Jul 26, 2024
by Jacek Migdal
Have you received a notification that your banks online services will be down over the weekend? This is likely because some engineers will stay overnight to run a database schema migration. If they're lucky, it’s just a major productivity slowdown. Still, they must schedule changes months in advance and sacrifice their weekend.
However, it might turn into a catastrophe if they encounter issues while making data schema changes. For example, a major Italian bank was down for a week. This issue isn’t limited to large, established corporations. Linear, a savvy startup, had an outage and lost some data. Even GitHub, which has one of the best tooling around MySQL, went through an interruption of service.

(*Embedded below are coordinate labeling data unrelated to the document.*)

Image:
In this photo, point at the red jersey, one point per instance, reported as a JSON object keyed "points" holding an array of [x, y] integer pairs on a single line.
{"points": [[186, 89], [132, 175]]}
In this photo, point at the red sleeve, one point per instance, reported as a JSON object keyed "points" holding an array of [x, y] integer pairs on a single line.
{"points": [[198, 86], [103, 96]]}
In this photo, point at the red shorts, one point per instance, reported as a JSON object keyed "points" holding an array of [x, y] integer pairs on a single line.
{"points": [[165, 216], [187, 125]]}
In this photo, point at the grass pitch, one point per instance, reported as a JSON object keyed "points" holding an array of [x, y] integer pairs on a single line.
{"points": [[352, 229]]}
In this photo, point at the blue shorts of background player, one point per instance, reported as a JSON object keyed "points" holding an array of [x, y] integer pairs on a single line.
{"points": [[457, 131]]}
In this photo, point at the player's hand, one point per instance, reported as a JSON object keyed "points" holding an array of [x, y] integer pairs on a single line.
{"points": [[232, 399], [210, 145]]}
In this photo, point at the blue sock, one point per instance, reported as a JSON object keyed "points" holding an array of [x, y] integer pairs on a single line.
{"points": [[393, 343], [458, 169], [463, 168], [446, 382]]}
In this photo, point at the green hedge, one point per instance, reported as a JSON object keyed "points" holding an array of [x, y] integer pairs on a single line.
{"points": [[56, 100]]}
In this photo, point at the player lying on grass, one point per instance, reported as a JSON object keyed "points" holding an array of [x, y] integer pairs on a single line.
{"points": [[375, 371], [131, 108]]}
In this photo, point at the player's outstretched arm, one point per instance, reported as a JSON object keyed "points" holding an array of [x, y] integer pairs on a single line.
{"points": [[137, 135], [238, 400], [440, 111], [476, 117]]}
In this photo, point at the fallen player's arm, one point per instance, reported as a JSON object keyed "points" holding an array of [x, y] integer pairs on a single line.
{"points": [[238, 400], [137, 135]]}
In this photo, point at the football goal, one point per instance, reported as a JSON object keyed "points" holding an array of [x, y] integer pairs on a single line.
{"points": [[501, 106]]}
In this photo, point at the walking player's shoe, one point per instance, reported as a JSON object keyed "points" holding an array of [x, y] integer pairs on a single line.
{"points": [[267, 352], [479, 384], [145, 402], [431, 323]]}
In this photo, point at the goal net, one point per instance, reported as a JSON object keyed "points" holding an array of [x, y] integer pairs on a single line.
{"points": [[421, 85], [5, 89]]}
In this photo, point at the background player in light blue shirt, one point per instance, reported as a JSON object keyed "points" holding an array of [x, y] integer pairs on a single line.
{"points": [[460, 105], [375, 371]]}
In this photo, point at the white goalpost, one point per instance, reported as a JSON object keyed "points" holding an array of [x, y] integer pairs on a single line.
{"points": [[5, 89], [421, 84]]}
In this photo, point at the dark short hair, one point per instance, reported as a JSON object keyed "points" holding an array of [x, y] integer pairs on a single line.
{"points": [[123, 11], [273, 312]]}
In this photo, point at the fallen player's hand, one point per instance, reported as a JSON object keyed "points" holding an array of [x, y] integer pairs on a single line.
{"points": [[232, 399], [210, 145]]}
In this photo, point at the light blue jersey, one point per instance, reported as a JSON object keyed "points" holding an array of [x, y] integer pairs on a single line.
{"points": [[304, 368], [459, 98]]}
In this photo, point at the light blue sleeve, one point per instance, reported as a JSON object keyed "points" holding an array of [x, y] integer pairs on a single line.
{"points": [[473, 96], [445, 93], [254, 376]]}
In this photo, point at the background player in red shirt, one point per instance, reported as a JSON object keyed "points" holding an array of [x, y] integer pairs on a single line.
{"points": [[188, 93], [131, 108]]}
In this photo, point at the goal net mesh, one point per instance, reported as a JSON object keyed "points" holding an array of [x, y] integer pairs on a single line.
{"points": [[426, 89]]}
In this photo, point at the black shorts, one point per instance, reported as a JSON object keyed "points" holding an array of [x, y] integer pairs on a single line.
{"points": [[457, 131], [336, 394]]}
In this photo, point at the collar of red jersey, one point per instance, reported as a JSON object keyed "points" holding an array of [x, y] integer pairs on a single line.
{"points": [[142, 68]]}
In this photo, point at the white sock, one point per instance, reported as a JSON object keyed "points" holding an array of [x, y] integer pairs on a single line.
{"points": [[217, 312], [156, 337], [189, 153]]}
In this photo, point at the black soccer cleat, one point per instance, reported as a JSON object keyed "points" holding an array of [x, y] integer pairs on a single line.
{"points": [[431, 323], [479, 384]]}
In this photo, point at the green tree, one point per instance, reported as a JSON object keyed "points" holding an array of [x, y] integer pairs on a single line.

Those blackouts have burned many seasoned engineers and DevOps professionals. Most of the time, they are an underreported nightmare. They instill a fear of improving or changing things, which creates chaos, inefficiencies, and performance issues.
The problem is so painful that engineers are willing to change platforms to avoid it. MongoDB won a huge loyal fan base in the transactional space because it eliminated the need for schema. In the analytical space, engineers at Netflix created Apache Iceberg to overcome Hive's poor schema evolution story. For example, adding a column could bring zombie data into your table.
What is schema migration?
SQL databases enforce the structure of your data: tables, column names, and types. So, when you add a new data record such as purchase_order, you ensure it references the existing product_id, buyer_id, got data, and all parameters.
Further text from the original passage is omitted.